My heart goes out the the family of that little girl. What a tragic thing to happen. Like others have already said, you just can't fix stupid.


----------



## heel600 (Oct 31, 2007)

*You can't fix stupid is right!*

In the article I think it said they want to pass a law to keep this from happening again.

I think there are already laws for this. I'm sure every state would require a building permit.

Even if there was some sort of loophole, I doubt a specific law would have prevented this. Too many stupid people out there.


----------



## nap (Dec 26, 2007)

> "People with common sense would put it maybe on a 5... but 20 amps, that's enough to power half of a house," said Slack. "She didn't have time to scream for help, close her eyes, nothing."


Obvioulsy any breaker would not be correct. It's just stupid to do what that guy did.

I see this happened in Texas. Do they use the electric chair for executions? It would be fitting.


This reminded me of a death near me a month or so ago. A young child of similar age got into a POCO pad mounted transformer that apparently had the lock missing. It killed him. Just sad that crap like this does happen.

Pudge:

actually, the voltage is increased for an electric fence to somewhere around 1 kV.

and 



> Amazing how parents that don't watch their kids want to blame someone else when their kid gets hurt or killed. If she would been watching them she could have acted sooner. Who knows how long she was on the fence before her son told her about it. Also had she done CPR correctly maybe she would have survived. Back blows are only for if they are choking. She should have done either the palm of one hand or 2 fingers doing compressions at a rate of 30 compressions to 2 breaths.


I am presuming you do not have children. You should not have to worry about the neighbors fence having the ability to kill your child. Children need to be watched but you also need to be able to allow your child to have freedoms as well. I guess you think we should just all keep oour children locked in their bedrooms? Whoops, better not do that. A kid hung themselves when they jumped off the top bunk and got his shirt caught. Maybe we should just sedate them until they turn 18.

this is 100% the neighbors fault. The child and the mother have absolultely no fault in this. NONE. NADA. ZIP!!!!

Sorry for being so abrasive to you ppudge but dammit, this was a stupid thing to happen and you are looking to the wrong people to blame.


----------



## Rong (Feb 23, 2008)

pudge565 said:


> Amazing how parents that don't watch their kids want to blame someone else when their kid gets hurt or killed. If she would been watching them she could have acted sooner. Who knows how long she was on the fence before her son told her about it. Also had she done CPR correctly maybe she would have survived. Back blows are only for if they are choking. She should have done either the palm of one hand or 2 fingers doing compressions at a rate of 30 compressions to 2 breaths. second of all I loved her statement that 20 amps could run half a house. Really I guess all new houses should have only 40 amp mains. But you better tell the code panels so that they can amend that in the code.
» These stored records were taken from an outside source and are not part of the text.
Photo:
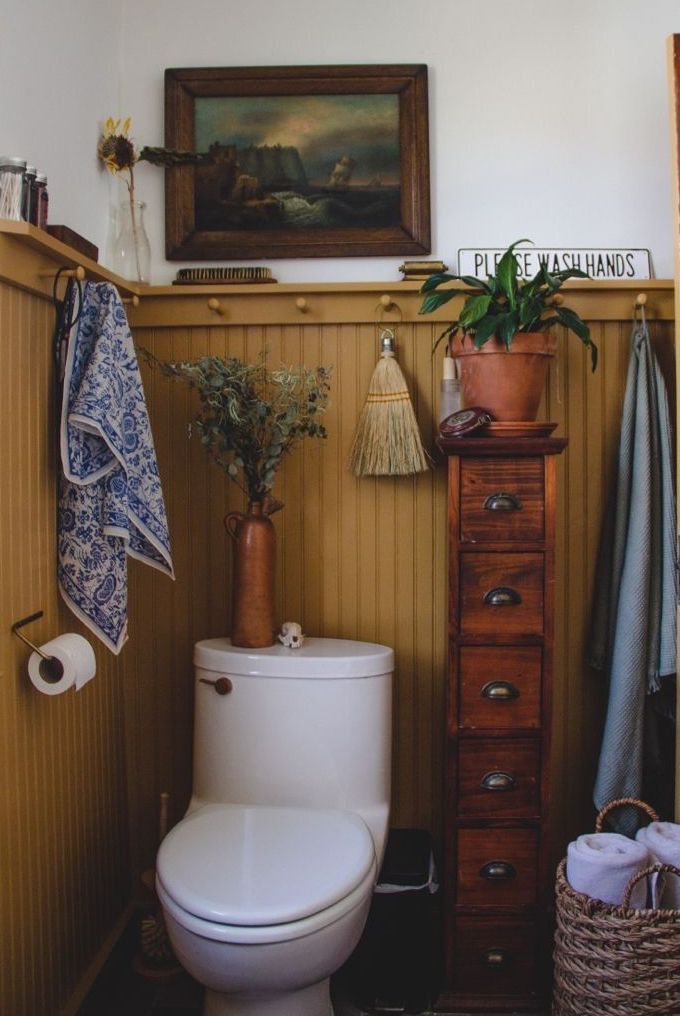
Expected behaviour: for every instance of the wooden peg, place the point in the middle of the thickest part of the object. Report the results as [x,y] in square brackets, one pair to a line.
[78,272]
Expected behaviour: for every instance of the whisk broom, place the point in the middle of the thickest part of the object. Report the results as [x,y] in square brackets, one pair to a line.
[387,442]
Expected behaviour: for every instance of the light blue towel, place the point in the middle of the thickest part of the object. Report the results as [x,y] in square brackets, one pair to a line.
[110,500]
[634,635]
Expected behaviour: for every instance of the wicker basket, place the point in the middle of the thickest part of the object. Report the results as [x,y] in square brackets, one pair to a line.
[614,960]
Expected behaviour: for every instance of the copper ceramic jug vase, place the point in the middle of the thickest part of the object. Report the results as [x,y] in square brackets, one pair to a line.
[254,545]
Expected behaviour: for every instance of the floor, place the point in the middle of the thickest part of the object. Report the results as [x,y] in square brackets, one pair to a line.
[130,987]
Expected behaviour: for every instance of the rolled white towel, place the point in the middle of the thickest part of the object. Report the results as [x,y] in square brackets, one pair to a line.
[663,841]
[602,864]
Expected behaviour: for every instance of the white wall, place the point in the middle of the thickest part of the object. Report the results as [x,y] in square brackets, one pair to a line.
[58,72]
[547,120]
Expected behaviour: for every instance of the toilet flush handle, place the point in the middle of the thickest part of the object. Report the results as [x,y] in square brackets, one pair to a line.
[223,686]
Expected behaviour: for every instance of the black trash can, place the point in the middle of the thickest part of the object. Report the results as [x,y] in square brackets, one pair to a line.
[395,965]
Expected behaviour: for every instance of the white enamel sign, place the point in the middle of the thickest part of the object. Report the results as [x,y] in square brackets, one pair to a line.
[598,263]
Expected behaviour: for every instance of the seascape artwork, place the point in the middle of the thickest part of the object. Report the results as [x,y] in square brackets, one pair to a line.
[297,162]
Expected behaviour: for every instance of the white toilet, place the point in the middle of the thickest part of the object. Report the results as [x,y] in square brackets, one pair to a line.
[266,882]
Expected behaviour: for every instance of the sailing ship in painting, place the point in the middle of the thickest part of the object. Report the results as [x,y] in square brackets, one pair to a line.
[267,187]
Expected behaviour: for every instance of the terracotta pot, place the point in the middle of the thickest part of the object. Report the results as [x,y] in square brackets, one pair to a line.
[254,542]
[508,383]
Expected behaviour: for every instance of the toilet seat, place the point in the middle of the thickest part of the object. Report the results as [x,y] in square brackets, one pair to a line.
[254,867]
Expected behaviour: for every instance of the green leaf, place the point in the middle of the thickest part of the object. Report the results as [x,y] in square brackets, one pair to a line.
[475,309]
[486,328]
[507,327]
[507,275]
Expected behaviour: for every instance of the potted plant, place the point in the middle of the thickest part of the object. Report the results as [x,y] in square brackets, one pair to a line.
[501,338]
[249,418]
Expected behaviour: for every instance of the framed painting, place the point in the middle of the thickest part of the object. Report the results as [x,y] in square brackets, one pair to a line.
[298,162]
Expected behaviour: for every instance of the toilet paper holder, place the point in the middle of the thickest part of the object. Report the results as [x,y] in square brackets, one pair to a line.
[55,667]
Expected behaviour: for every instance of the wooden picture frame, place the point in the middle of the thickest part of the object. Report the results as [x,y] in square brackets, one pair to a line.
[300,162]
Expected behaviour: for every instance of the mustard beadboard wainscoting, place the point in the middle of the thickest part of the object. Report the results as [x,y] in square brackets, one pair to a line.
[362,559]
[64,856]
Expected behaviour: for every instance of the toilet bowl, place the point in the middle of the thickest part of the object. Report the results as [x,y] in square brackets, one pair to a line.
[266,882]
[256,912]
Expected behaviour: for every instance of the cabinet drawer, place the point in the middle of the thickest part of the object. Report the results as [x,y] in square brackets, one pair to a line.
[499,687]
[501,593]
[496,867]
[499,778]
[496,956]
[501,500]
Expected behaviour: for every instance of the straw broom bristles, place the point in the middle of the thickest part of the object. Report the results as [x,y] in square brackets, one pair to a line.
[387,442]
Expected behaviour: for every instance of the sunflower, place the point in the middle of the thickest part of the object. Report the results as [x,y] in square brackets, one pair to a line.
[115,148]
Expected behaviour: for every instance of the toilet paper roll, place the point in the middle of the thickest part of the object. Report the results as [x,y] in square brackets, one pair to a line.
[73,664]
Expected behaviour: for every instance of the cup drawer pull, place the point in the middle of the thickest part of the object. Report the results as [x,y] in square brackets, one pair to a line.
[500,691]
[502,595]
[498,871]
[495,957]
[498,780]
[501,501]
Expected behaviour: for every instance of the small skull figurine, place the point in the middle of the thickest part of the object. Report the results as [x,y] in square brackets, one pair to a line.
[291,635]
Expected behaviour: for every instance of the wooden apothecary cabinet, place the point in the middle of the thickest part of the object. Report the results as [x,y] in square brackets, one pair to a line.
[497,884]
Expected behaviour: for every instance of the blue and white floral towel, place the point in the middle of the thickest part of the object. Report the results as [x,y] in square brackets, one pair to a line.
[110,499]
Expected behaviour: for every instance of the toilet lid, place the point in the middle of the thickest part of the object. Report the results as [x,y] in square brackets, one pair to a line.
[249,865]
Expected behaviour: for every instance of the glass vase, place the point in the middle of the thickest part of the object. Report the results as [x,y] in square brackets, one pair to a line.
[132,255]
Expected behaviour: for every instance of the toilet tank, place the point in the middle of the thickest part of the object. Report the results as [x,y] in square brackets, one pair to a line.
[303,727]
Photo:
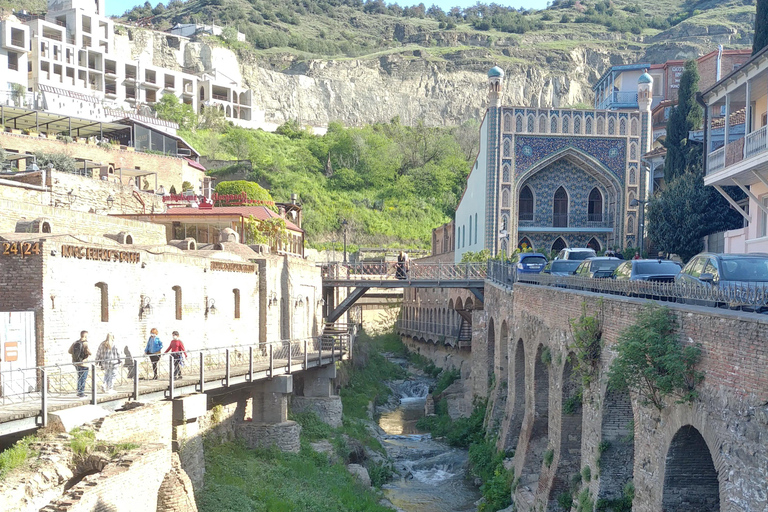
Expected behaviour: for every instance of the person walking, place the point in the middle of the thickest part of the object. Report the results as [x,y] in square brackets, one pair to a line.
[108,358]
[80,352]
[177,350]
[403,265]
[153,350]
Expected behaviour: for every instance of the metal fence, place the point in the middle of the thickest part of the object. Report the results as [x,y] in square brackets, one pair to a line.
[743,296]
[418,271]
[134,376]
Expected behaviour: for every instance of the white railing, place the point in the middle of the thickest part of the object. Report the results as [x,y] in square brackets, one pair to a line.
[716,161]
[756,142]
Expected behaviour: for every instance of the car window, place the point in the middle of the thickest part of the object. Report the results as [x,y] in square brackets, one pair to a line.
[711,268]
[624,270]
[656,267]
[696,267]
[534,260]
[745,269]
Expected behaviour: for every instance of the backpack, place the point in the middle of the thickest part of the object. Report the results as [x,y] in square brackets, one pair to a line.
[78,351]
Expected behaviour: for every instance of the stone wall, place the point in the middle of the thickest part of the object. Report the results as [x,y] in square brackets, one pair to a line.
[129,484]
[171,171]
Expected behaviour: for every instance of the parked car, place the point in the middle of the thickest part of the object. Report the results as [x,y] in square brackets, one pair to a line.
[561,267]
[733,274]
[663,271]
[576,254]
[531,263]
[600,267]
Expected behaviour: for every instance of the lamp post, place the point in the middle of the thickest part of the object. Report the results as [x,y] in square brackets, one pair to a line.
[641,226]
[344,229]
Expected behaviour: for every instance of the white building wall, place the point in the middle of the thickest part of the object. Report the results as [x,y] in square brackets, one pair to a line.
[472,203]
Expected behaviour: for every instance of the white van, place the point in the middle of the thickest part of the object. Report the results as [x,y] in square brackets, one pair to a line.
[576,254]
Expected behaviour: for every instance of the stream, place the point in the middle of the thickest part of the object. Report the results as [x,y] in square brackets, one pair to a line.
[432,475]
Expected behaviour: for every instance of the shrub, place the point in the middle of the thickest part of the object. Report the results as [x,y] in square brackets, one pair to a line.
[652,362]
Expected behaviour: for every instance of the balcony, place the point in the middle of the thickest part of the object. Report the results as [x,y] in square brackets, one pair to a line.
[573,222]
[618,99]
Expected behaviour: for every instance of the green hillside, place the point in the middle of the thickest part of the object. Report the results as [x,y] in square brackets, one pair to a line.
[352,28]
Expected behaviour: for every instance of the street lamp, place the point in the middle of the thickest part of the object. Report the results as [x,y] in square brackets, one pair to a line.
[634,203]
[344,228]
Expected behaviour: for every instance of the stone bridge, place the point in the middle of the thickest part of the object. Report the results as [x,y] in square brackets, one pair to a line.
[706,456]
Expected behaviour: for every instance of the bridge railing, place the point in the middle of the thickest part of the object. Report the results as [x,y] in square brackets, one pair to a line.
[428,328]
[418,271]
[135,375]
[743,296]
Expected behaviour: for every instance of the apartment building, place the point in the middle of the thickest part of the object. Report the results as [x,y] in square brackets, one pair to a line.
[78,62]
[736,148]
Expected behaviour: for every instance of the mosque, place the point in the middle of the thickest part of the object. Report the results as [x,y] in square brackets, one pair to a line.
[555,178]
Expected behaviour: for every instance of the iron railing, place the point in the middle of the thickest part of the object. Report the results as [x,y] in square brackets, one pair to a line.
[418,271]
[134,376]
[744,296]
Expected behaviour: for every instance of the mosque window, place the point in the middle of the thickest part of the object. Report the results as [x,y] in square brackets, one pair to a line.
[525,205]
[104,300]
[595,206]
[560,209]
[177,301]
[507,122]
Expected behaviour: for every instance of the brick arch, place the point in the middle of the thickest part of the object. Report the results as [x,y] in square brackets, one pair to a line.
[618,458]
[539,432]
[516,401]
[690,477]
[569,452]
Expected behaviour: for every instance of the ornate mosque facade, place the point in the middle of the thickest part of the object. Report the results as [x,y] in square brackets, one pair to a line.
[555,178]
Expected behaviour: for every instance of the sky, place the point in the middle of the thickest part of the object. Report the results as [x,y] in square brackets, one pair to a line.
[118,7]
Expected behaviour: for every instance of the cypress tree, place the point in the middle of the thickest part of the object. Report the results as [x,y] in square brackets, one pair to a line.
[760,40]
[686,116]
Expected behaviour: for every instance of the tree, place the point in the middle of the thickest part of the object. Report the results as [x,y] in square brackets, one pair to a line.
[686,116]
[652,362]
[252,191]
[238,142]
[760,39]
[685,212]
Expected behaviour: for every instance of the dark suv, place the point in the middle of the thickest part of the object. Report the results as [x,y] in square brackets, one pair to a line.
[735,275]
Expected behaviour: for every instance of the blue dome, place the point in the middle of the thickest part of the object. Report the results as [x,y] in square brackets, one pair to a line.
[496,71]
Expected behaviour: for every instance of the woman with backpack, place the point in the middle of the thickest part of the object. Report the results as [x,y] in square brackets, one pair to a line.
[108,358]
[153,349]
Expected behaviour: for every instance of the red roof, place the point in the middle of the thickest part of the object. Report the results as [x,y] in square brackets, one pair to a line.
[258,213]
[194,164]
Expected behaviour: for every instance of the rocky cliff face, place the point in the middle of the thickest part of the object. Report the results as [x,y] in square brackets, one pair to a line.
[439,77]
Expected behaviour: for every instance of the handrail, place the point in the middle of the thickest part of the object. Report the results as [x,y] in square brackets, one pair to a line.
[134,375]
[388,271]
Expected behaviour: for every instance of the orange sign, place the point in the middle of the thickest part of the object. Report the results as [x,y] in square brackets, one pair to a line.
[11,351]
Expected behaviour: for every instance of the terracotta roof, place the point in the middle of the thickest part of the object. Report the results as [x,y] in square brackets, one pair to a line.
[661,150]
[737,118]
[194,164]
[258,213]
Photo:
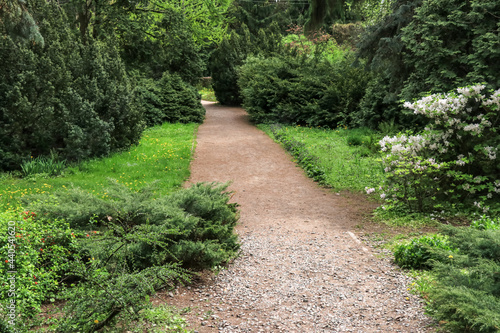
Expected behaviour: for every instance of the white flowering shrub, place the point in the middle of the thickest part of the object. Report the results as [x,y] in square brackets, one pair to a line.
[454,160]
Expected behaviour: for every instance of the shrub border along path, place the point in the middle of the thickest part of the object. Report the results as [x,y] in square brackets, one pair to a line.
[299,269]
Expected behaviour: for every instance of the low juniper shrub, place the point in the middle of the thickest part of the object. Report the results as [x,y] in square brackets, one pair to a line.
[417,253]
[121,250]
[466,294]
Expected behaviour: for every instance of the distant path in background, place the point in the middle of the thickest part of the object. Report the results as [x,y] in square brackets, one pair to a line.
[302,267]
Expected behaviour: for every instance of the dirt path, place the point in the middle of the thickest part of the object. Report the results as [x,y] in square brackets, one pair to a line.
[302,269]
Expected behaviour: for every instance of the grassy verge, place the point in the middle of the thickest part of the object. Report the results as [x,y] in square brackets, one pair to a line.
[163,155]
[348,158]
[83,253]
[455,270]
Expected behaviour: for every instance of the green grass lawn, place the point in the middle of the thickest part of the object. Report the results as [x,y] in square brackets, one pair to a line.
[162,155]
[348,158]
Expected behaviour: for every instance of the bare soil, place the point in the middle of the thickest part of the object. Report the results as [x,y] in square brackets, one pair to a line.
[302,267]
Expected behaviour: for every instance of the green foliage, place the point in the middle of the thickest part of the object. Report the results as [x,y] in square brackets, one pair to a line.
[129,246]
[348,34]
[17,21]
[328,11]
[412,52]
[310,92]
[338,164]
[232,52]
[453,161]
[416,254]
[168,100]
[298,149]
[440,63]
[207,94]
[162,156]
[466,295]
[256,16]
[382,47]
[486,223]
[43,165]
[38,251]
[65,97]
[193,226]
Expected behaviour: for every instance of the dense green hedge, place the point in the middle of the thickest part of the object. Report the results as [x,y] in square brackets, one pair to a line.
[75,99]
[428,46]
[65,96]
[294,90]
[232,52]
[169,99]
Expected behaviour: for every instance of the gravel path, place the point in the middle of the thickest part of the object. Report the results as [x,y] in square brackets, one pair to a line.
[301,267]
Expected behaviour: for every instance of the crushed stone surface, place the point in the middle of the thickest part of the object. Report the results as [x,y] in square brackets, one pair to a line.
[302,267]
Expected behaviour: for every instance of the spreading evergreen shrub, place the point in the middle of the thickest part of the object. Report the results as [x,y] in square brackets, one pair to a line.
[418,252]
[192,226]
[466,297]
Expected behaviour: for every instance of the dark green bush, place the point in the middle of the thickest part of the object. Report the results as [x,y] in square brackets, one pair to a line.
[232,52]
[193,226]
[168,100]
[466,297]
[452,43]
[294,90]
[124,249]
[427,46]
[63,96]
[417,253]
[299,150]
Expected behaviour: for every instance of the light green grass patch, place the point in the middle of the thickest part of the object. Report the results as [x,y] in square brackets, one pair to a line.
[346,166]
[207,94]
[162,155]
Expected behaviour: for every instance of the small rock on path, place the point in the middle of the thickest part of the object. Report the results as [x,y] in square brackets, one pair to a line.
[300,270]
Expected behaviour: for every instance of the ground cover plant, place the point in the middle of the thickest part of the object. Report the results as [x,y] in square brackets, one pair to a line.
[98,240]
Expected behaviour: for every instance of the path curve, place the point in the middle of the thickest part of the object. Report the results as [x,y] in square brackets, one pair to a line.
[301,269]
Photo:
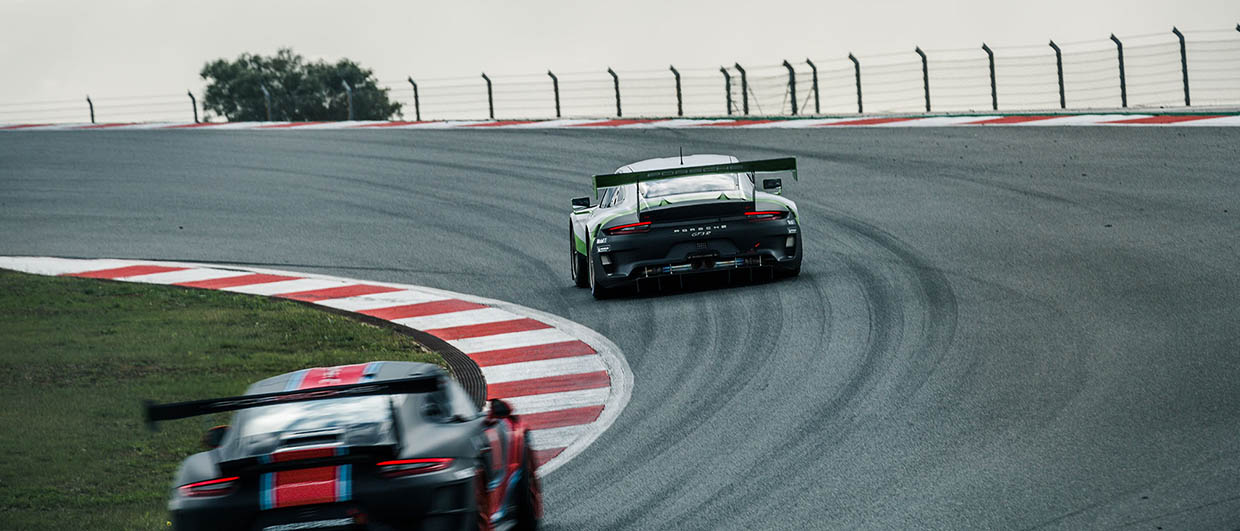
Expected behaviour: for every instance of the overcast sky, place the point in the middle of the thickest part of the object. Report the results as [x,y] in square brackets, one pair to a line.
[55,50]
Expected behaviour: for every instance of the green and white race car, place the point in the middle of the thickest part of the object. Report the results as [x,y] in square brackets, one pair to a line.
[662,218]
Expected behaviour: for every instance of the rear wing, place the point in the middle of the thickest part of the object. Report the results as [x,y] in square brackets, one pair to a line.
[768,165]
[156,412]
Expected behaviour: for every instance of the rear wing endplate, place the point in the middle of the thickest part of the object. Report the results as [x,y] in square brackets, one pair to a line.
[768,165]
[156,412]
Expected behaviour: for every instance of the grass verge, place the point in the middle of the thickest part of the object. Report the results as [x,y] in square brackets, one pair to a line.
[77,356]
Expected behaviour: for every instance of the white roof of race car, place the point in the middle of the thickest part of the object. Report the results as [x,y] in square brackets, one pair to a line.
[672,161]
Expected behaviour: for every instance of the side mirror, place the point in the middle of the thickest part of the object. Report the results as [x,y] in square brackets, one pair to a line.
[500,410]
[215,436]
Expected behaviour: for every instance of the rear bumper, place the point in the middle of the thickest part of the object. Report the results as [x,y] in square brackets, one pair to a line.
[693,248]
[442,500]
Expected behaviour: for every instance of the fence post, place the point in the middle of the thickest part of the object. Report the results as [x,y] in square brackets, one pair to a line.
[267,101]
[791,83]
[417,107]
[490,101]
[1059,68]
[349,93]
[744,89]
[857,66]
[925,75]
[194,104]
[615,82]
[1124,83]
[995,94]
[816,108]
[1183,63]
[680,101]
[554,87]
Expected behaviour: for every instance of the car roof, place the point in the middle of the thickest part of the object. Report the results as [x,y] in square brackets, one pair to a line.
[672,161]
[370,371]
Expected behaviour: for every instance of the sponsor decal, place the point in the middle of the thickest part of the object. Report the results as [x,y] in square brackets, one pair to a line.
[696,232]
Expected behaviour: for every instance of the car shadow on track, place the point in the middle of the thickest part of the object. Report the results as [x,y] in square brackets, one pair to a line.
[697,283]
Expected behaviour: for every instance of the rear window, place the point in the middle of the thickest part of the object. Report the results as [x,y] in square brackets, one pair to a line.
[316,414]
[724,182]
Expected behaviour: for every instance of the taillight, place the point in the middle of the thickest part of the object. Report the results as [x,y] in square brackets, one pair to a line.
[210,488]
[631,228]
[766,215]
[411,467]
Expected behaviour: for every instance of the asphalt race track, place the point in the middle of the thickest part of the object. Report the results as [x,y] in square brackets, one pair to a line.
[995,328]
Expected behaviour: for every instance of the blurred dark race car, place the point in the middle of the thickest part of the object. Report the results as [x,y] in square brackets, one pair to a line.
[380,446]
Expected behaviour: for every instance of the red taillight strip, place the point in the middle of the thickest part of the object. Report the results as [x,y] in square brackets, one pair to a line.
[428,465]
[630,226]
[422,460]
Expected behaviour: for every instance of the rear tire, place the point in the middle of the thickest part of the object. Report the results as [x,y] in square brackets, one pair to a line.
[481,498]
[595,289]
[577,261]
[530,504]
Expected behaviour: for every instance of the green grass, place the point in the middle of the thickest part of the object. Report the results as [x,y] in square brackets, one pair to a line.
[77,357]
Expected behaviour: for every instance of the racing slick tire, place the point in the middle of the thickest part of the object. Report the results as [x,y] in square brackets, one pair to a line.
[481,499]
[530,504]
[578,262]
[598,290]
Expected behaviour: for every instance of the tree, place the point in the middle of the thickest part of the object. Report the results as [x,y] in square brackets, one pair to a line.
[300,91]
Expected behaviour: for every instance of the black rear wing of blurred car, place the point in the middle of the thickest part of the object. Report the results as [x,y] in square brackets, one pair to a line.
[156,412]
[766,165]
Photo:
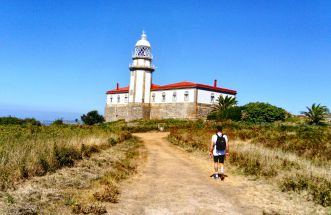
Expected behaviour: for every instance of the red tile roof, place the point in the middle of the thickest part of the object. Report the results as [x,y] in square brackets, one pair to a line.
[119,90]
[179,85]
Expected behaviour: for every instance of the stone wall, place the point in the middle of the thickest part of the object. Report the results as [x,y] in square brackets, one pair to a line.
[131,112]
[127,112]
[203,110]
[173,110]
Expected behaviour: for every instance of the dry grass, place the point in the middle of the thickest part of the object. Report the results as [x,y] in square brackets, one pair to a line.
[88,187]
[106,187]
[36,150]
[290,171]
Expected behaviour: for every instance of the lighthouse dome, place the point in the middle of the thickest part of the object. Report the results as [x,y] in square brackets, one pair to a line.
[143,41]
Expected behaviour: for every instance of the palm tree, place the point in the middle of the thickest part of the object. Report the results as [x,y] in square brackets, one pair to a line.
[224,103]
[316,113]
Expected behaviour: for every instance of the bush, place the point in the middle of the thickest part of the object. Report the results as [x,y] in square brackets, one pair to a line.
[58,122]
[259,112]
[92,117]
[232,113]
[16,121]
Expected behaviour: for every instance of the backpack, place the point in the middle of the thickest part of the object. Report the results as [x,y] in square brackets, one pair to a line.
[220,143]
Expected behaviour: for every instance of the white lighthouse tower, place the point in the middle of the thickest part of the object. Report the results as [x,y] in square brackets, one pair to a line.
[141,72]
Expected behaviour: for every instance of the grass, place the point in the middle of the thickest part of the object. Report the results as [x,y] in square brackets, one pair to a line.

I also love this part Now doesn't that defeat the purpose of an electric fence. If it shuts of when the animal touches it they will still get out. She also stated that normal people would put it on a maybe 5 amp breaker. I'd like to know where to get those for a normal panel. A normal install would have required a transformer that bumped the voltage down. Now don't get me wrong I'm not saying that the neighbor isn't at fault since he had an uncompliant install however it is not fully his fault.


 
I disagree with you here. The guy is 100% wrong in what he did. I wonder if there was not malice intent here. Maybe the kids kept getting in his yard and he installed the fence to keep them outl. The lawyers are going to have a hayday with this one!!


----------



## frank (Feb 6, 2007)

I must be missing something here. Animal fences as we know them in the UK can give you a nasty shock but with a maximum segregated and transformer isolated current not exceeding 10 volts at 1mA they are safe. ( think heart defibrillators - fairground shock machines- family pet enclosure traps etc.Any other installation is just criminal and folks installing anything else should face manslaughter charges.

Frank


----------



## jbfan (Jan 22, 2007)

Frank. The fence was wired into a receptacle and not through an electric fence machine.


----------



## Kletis (Jan 18, 2008)

I also don't think that the kid or mom had any fault whatsoever in this matter. This guy rigged up a bare wire out of a receptacle. This must mean that the child was shocked between the 120V line and the ground she was standing on. The size of the breaker was not even a factor. People die from 15A or 20A 120V circuits all of the time. If I am not mistaken, electrical fence machines produce a very high voltage but only allow a very minimum amperage. They also send it in pulses which is what allows your muscles to let off so you can pull away. She probably was not able to pull away when she started to get electrocuted!! There is no law that needs to be put into place to stop this from happening. This was already an illegal DIY job!!!

What a sad story....Those parents must feel terrible!!


----------



## bobelectric (Feb 24, 2007)

We all feel terrible for a needless electrical fatality.(as major players in Electrical Installations, Done correctly) The sadest thing in 2009 was a work mate who had his son(30) did in a head on. I'll always remember he said "He's Gone,I can't Bring him back" I still tear up.


----------